Receiver Operating Characteristic (ROC) curves present graphical summaries of a detector's performance. You can generate ROC curves using the rocpfa and rocsnr functions.

If you are interested in examining the effect of varying the false-alarm probability on the probability of detection for a fixed SNR, you can use rocsnr. For example, the threshold SNR for the Neyman-Pearson detector of a single sample in real-valued Gaussian noise is approximately 13.5 dB. Use rocsnr to plot the probability of detection varies as a function of the false-alarm rate at that SNR.

T = npwgnthresh(1e-6,1,'real');
rocsnr(T,'SignalType','real')

Figure contains an axes object. The axes object with title Real Receiver Operating Characteristic (ROC) Curves, xlabel P indexOf fa baseline, ylabel P indexOf d baseline P_d contains 2 objects of type line, text.

The ROC curve lets you easily read off the probability of detection for a given false-alarm rate.
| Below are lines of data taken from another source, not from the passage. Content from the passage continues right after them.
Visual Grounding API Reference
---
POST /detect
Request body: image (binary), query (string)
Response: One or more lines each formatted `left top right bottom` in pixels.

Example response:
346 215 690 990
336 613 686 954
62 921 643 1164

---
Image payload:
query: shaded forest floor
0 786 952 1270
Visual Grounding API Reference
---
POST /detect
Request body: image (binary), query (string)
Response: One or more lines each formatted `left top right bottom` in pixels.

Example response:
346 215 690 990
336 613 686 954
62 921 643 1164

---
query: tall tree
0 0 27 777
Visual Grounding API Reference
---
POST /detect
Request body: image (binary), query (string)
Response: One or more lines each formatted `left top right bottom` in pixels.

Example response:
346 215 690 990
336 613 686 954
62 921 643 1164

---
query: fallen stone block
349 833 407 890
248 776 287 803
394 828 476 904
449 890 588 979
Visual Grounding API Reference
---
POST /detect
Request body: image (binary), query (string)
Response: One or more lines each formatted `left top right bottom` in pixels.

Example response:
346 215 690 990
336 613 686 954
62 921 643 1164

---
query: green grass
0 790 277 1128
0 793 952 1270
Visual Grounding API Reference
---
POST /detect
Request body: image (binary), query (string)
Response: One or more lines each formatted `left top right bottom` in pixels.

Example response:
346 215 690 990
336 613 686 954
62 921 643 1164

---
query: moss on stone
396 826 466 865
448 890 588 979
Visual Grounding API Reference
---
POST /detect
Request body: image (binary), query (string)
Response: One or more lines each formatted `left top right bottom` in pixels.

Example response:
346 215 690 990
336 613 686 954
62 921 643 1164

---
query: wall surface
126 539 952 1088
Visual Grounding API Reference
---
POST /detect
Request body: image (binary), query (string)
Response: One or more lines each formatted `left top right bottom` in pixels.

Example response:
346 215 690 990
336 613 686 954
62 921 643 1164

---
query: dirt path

You can use rocsnr to examine detector performance for different received signal types at a fixed SNR.

SNR = 13.54;
[Pd_real,Pfa_real] = rocsnr(SNR,'SignalType','real',...
    'MinPfa',1e-8);
[Pd_coh,Pfa_coh] = rocsnr(SNR,...
    'SignalType','NonfluctuatingCoherent',...
    'MinPfa',1e-8);
[Pd_noncoh,Pfa_noncoh] = rocsnr(SNR,'SignalType',...
    'NonfluctuatingNoncoherent','MinPfa',1e-8);
semilogx(Pfa_real,Pd_real)
hold on
grid on
semilogx(Pfa_coh,Pd_coh,'r')
semilogx(Pfa_noncoh,Pd_noncoh,'k')
xlabel('False-Alarm Probability')
ylabel('Probability of Detection')
legend('Real','Coherent','Noncoherent','location','southeast')
title('ROC Curve Comparison for Nonfluctuating RCS Target')
hold off

Figure contains an axes object. The axes object with title ROC Curve Comparison for Nonfluctuating RCS Target, xlabel False-Alarm Probability, ylabel Probability of Detection contains 3 objects of type line. These objects represent Real, Coherent, Noncoherent.

The ROC curves clearly demonstrate the superior probability of detection performance for coherent and noncoherent detectors over the real-valued case.

The rocsnr function accepts an SNR vector input letting you quickly examine a number of ROC curves.

SNRs = (6:2:12);
rocsnr(SNRs,'SignalType','NonfluctuatingNoncoherent')

Figure contains an axes object. The axes object with title Nonfluctuating Noncoherent Receiver Operating Characteristic (ROC) Curves, xlabel P indexOf fa baseline, ylabel P indexOf d baseline P_d contains 8 objects of type line, text.

The graph shows that, as the SNR increases, the supports of the probability distributions under the null and alternative hypotheses become more disjointed. Therefore, for a given false-alarm probability, the probability of detection increases.

You can examine the probability of detection as a function of SNR for a fixed false-alarm probability with rocpfa. To obtain ROC curves for a Swerling I target model at false-alarm probabilities of (1e-6,1e-4,1e-2,1e-1), use

Pfa = [1e-6 1e-4 1e-2 1e-1];
rocpfa(Pfa,'SignalType','Swerling1')

Figure contains an axes object. The axes object with title Swerling1 Receiver Operating Characteristic (ROC) Curves, xlabel SNR (dB), ylabel P indexOf d baseline P_d contains 8 objects of type line, text.

Use rocpfa to examine the effect of SNR on the probability of detection for a detector using noncoherent integration with a false-alarm probability of 1e-4. Assume the target has a nonfluctuating RCS and that you are integrating over 5 pulses.

[Pd,SNR] = rocpfa(1e-4,...
    'SignalType','NonfluctuatingNoncoherent',...
    'NumPulses',5);
figure;
plot(SNR,Pd); xlabel('SNR (dB)');
ylabel('Probability of Detection'); grid on;
title('Nonfluctuating Noncoherent Detector (5 Pulses)');

Figure contains an axes object. The axes object with title Nonfluctuating Noncoherent Detector (5 Pulses), xlabel SNR (dB), ylabel Probability of Detection contains an object of type line.